Tea Time at the Pagoda Anchorage
John Horton (C.S.M.A., F.C.A.)
Fifteen minutes of Fuzhou lies Mawei, cradle of Chinese seamanship, and site of the famous Pagoda Anchorage. This celebrated anchorage, though considered the cradle of Chinese seafaring, was only frequented by Western shipping as China began to open up in the 1840s, and became famous from 1866 with the first of the great annual tea races to London. Sixteen clippers loaded there that year, sailing in late May and early June on the 16,000 mile voyage and taking a total of 99 days.

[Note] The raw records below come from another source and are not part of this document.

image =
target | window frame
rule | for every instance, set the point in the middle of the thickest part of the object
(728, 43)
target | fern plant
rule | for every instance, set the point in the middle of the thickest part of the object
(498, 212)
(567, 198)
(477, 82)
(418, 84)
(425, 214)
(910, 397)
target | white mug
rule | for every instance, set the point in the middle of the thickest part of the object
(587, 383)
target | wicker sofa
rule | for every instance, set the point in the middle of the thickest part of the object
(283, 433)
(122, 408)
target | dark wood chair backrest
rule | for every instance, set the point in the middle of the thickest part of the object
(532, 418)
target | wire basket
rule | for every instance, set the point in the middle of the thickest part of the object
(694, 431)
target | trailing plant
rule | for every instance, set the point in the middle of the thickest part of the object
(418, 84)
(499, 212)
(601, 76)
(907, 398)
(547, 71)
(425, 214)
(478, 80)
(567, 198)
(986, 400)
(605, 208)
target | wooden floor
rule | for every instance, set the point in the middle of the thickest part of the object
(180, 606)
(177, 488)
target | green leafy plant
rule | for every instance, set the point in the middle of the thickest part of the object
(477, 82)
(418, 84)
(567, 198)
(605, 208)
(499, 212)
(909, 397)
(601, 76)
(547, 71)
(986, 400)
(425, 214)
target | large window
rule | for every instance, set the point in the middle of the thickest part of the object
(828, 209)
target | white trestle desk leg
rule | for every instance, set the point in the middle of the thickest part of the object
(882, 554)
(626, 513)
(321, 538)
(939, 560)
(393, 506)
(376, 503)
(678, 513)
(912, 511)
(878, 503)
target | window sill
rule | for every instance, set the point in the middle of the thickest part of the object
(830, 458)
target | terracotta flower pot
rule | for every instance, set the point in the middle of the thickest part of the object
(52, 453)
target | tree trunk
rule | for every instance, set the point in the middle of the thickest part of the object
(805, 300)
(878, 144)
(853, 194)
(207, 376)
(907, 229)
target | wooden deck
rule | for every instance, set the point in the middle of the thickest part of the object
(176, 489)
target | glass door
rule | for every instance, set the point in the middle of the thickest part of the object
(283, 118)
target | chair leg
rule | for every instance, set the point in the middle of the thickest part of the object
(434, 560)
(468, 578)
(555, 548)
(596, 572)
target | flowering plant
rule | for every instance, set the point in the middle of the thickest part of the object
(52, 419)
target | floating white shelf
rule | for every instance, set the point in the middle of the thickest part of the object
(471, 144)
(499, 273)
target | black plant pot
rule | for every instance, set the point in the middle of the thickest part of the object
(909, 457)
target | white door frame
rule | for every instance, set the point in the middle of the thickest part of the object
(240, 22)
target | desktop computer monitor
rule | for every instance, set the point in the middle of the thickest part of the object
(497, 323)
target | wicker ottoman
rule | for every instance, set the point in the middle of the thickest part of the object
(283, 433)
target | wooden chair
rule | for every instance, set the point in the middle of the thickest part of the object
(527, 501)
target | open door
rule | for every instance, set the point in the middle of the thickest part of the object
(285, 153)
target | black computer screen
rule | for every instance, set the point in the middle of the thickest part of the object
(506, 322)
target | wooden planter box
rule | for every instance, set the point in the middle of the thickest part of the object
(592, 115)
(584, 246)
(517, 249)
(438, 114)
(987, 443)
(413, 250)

John Horton’s masterpiece captures the vivid and lively atmosphere at Pagoda Anchorage during the days of the tea trade. Below is the poetry of Cicely Fox Smith (1882-1954) who also felt drawn to the scenes at Pagoda as a source of inspiration and whose words compliment and capture the story that Horton unveils with this piece.
By The Old Pagoda Anchorage
Cicely Fox Smith (1882-1954)
By the old Pagoda Anchorage they lay full fifteen strong,
And their spars were like a forest, and their names were like a song
Fiery Cross and Falcon there
Lay with Spindrift, doomed and fair,
And Sir Lancelot of a hundred famous fights with wind and wave,
Belted Will and Hallowe’en
With Leander there were seen,
And Ariel and Titania and Robin Hood the brave…
Thyatira of the lovely name and proud Thermopylae,
By the old Pagoda Anchorage when clippers sailed the sea –
Racing home to London River –
Carry on for London River –
Crack her on for London River with her chests of China tea!
By the old Pagoda Anchorage (it’s many a year ago!)
A sight it was to see them with their decks like drifted snow,
And their brasses winking bright,
And the gleaming gold and white
Of the carven kings and maidens on each slim and soaring bow,
And the high and slender spars
Humming shanties to the stars,
And the hulls whose speed and staunchness are a dead man’s secret now, –
The ships so brave and beautiful that never more shall be,
By the old Pagoda Anchorage when clippers sailed the sea –
Racing home to London River –
Crack her on for London River –
Carry on for London River with her chests of China tea!